Simplify each expression.
1.
2z - 3y - 8z + y
2.
9 - 7t + 1 + 4t
3. For the summer, Tia buys 3 T-shirts and 2 pairs of shorts. Her brother buys 4 T-shirts and 1 pair of shorts. Define and use variables to represent the total cost.
I have no idea how to do this! Please help!
1.
2z - 3y - 8z + y
Combine like terms:
2z - 8z - 3y + y
-6z - 2y
Do the second problem the same way.
3. This problem isn't clear. Do we assume that all T-shirts cost the same? Do all shorts cost the same? Please clarify. You may need to ask your teacher about this one.
so is:
#2.
10 - 3t
Yay! You're right! :-)
Just thumb me up guys :)
No problem! Let's break each expression down step by step.
1. 2z - 3y - 8z + y
To simplify this expression, we can combine like terms. Like terms are terms that have the same variable raised to the same power.

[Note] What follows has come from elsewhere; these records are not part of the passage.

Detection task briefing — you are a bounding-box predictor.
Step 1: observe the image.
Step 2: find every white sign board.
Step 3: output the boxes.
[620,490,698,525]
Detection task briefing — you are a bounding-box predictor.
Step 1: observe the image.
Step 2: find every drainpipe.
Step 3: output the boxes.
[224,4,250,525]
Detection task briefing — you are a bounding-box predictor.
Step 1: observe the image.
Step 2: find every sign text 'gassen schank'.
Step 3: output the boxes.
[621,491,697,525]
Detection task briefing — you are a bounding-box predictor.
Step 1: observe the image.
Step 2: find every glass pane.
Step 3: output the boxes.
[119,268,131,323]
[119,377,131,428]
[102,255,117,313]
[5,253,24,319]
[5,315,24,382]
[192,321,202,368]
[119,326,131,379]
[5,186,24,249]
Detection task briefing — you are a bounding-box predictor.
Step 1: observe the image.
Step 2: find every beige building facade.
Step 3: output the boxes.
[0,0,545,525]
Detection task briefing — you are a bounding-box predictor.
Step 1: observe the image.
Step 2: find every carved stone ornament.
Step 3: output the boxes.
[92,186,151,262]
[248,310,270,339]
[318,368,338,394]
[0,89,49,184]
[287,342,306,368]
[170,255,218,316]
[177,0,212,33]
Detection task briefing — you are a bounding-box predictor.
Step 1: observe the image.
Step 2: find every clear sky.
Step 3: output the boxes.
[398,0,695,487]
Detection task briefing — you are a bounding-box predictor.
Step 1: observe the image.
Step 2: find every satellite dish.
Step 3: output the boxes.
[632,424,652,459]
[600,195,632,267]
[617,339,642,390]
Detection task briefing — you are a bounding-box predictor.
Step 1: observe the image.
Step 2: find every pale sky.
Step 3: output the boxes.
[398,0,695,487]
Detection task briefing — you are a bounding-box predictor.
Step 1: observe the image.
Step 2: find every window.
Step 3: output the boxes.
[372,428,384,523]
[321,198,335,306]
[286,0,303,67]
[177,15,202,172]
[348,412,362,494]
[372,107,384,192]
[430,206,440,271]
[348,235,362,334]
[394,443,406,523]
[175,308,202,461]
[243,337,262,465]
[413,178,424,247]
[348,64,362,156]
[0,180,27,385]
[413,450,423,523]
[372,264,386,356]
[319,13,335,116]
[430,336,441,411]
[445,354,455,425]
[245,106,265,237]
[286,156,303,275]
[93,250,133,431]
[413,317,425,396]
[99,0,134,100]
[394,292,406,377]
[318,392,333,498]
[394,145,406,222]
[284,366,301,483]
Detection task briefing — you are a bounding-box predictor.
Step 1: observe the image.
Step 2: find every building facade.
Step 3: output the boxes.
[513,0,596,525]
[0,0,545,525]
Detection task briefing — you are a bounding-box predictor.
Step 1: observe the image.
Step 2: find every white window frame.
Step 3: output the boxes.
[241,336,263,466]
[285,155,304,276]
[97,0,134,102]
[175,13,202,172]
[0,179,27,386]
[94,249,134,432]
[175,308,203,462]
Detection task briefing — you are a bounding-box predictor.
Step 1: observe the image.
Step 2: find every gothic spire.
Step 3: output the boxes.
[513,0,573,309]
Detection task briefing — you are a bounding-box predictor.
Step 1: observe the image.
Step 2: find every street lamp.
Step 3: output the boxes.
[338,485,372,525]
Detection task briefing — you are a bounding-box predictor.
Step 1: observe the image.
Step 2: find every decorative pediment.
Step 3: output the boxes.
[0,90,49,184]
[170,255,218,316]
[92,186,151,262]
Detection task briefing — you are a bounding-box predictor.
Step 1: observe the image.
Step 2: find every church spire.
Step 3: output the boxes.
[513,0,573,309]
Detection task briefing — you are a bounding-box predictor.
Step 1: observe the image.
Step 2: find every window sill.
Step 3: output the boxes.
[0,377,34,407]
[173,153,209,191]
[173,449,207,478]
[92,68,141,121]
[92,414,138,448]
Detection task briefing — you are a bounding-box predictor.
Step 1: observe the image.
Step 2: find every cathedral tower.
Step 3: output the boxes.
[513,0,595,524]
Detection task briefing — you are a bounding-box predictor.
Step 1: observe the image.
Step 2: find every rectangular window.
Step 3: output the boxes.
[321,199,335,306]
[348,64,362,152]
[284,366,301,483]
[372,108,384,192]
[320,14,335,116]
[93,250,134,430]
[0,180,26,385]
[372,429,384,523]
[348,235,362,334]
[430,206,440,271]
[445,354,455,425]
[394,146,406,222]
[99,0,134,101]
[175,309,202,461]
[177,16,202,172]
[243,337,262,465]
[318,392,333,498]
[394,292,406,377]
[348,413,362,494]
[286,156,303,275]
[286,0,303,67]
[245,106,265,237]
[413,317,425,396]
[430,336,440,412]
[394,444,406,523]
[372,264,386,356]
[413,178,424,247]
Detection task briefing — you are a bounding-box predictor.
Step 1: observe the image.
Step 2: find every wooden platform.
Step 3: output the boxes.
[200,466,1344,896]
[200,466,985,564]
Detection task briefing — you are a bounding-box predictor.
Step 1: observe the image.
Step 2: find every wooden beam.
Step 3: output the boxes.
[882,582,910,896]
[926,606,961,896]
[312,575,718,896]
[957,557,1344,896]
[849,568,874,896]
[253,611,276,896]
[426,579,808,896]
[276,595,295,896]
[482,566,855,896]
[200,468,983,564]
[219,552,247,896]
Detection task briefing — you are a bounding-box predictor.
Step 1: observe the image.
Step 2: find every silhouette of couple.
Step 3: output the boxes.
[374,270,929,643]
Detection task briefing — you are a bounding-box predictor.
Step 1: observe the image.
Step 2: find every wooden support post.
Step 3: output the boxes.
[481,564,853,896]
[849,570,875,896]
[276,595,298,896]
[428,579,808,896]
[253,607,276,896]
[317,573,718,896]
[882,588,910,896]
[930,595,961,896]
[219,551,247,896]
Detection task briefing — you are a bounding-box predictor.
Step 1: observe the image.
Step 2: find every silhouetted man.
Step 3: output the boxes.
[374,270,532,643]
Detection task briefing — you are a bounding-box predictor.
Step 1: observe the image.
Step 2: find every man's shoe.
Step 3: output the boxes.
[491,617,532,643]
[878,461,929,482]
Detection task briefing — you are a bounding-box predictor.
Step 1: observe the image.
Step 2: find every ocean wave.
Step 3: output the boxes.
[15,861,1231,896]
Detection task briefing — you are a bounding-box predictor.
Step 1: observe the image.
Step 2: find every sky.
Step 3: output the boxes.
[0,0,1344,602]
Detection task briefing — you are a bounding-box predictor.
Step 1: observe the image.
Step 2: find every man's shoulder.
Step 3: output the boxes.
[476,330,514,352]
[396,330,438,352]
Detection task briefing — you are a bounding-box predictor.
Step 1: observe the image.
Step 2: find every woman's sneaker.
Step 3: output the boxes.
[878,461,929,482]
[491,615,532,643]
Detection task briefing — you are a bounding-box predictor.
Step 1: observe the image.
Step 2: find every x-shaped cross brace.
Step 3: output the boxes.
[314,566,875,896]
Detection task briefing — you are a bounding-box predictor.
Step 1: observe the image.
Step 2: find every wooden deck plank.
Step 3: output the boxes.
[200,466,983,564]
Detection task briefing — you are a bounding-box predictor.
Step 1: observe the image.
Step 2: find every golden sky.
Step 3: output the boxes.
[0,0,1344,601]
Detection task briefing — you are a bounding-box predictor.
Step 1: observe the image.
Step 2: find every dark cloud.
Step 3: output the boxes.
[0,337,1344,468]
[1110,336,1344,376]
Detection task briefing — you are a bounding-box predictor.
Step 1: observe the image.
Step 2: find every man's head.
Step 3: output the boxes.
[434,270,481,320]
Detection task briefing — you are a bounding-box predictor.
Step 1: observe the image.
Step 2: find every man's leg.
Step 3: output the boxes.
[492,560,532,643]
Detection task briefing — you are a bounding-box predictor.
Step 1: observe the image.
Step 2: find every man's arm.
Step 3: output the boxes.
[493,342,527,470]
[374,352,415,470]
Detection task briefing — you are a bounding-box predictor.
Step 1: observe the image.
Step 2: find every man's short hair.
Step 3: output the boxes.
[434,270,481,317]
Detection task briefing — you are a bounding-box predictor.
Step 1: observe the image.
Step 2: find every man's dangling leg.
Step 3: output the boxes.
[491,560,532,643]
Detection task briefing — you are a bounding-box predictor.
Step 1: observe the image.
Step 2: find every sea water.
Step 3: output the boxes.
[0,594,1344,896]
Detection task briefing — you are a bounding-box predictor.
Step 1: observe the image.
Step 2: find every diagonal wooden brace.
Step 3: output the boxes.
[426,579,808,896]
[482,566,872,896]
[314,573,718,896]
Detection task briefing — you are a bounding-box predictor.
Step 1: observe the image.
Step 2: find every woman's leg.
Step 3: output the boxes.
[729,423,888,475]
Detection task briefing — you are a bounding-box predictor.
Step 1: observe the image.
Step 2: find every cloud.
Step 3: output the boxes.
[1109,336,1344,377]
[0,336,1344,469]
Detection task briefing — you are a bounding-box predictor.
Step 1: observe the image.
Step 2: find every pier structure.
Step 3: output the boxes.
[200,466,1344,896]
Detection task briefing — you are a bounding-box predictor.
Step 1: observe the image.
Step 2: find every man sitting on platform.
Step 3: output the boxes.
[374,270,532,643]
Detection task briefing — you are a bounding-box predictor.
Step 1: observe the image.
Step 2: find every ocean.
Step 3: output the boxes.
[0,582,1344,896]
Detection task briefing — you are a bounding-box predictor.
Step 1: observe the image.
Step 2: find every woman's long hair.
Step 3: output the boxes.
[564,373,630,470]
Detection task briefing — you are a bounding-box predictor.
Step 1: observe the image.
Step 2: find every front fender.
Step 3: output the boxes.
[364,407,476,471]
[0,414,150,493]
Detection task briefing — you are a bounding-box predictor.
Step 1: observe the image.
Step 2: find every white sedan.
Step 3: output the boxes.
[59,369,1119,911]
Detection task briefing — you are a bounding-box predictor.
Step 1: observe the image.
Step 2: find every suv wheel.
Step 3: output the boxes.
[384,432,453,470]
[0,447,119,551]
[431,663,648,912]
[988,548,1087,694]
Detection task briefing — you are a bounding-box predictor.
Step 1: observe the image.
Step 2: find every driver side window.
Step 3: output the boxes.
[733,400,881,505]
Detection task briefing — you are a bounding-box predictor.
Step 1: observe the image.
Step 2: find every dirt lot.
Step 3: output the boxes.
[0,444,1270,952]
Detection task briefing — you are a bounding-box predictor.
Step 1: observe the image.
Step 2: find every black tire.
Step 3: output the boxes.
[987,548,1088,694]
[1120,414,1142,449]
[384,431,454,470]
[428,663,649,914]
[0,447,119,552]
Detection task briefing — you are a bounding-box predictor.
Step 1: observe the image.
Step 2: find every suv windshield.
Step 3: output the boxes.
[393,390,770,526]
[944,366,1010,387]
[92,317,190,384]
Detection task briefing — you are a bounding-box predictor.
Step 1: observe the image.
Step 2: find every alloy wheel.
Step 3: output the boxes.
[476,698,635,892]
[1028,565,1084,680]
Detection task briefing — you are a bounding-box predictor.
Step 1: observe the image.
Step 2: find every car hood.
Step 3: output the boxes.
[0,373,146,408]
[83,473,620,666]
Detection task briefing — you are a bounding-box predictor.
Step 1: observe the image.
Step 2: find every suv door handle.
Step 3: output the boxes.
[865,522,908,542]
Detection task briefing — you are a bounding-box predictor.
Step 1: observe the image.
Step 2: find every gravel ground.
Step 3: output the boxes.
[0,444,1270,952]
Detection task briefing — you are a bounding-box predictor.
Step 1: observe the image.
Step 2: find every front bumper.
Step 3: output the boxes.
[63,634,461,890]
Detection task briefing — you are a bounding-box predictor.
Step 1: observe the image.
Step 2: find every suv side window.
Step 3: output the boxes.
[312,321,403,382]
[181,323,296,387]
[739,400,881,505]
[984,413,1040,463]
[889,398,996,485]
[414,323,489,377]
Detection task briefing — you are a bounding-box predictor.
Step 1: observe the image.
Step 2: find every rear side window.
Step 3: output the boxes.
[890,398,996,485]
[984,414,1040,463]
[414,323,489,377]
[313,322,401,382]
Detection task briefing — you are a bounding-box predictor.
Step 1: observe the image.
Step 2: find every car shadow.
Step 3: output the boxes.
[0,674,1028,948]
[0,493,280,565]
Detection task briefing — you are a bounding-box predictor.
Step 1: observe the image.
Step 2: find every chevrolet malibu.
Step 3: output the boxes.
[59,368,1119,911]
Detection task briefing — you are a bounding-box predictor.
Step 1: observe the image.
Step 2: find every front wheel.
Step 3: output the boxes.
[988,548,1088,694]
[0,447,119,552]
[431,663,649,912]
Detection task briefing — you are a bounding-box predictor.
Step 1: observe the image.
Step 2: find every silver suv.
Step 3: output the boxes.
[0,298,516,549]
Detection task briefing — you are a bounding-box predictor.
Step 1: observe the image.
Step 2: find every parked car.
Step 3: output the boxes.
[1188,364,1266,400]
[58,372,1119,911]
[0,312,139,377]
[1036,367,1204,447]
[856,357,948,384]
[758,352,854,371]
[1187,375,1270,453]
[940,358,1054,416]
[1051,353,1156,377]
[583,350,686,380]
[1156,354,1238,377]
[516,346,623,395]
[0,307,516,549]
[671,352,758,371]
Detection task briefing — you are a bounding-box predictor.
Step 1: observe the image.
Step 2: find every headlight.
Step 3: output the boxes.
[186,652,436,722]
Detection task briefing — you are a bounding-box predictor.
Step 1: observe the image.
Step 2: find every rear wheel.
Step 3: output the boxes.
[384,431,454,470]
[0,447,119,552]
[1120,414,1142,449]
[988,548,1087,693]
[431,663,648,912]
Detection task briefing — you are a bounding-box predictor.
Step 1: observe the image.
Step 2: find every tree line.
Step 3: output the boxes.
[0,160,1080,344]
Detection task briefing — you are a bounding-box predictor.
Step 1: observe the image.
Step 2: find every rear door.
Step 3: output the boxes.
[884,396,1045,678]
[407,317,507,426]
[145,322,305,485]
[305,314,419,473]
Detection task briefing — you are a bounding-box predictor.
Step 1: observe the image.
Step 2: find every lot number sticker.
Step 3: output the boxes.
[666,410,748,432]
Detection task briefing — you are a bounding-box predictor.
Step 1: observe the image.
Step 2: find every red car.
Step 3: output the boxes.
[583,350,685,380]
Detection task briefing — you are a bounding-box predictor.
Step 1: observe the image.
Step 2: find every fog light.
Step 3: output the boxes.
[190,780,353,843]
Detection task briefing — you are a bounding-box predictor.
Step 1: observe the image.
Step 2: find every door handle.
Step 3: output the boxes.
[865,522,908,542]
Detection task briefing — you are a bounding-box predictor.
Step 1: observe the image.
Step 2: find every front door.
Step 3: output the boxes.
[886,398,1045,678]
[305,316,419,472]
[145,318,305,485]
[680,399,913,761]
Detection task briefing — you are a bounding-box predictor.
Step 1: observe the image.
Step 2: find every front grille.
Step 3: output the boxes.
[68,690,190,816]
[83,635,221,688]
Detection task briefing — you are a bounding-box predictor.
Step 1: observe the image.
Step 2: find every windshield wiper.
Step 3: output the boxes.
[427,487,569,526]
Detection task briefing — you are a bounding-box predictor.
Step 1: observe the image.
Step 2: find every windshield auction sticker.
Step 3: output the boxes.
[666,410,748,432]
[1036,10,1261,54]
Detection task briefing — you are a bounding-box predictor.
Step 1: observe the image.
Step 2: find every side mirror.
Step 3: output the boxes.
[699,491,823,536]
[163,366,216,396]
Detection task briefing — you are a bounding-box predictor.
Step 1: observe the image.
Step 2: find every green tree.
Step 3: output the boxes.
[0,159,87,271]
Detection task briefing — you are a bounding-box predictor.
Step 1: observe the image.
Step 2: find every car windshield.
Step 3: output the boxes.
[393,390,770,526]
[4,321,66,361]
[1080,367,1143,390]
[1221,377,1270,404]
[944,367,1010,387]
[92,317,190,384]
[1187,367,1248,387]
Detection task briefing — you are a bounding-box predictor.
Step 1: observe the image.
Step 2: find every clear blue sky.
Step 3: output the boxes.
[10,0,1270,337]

First, let's group the terms with the same variable together:
(2z - 8z) + (-3y + y)
Now we can combine the like terms separately:
-6z + (-2y)
The simplified expression is -6z - 2y.
2. 9 - 7t + 1 + 4t
Again, let's group the terms with the same variable together:
(9 + 1) + (-7t + 4t)
Combine the like terms separately:
10 - 3t
The simplified expression is 10 - 3t.
3. To define and use variables to represent the total cost for Tia and her brother's purchases, we can assign variables to the cost of T-shirts and shorts. Let's say T represents the cost of a T-shirt and S represents the cost of a pair of shorts.
Tia buys 3 T-shirts and 2 pairs of shorts, so her total cost can be represented as: 3T + 2S.
Her brother buys 4 T-shirts and 1 pair of shorts, so his total cost can be represented as: 4T + S.
To find the combined total cost, we can add both expressions together:
Total cost = (3T + 2S) + (4T + S)
Simplifying this further, we can combine like terms:
Total cost = 3T + 2S + 4T + S
Now, combine the like terms:
Total cost = 7T + 3S
So the combined total cost for Tia and her brother's purchases is 7T + 3S.
I hope this helps! Let me know if you have any more questions.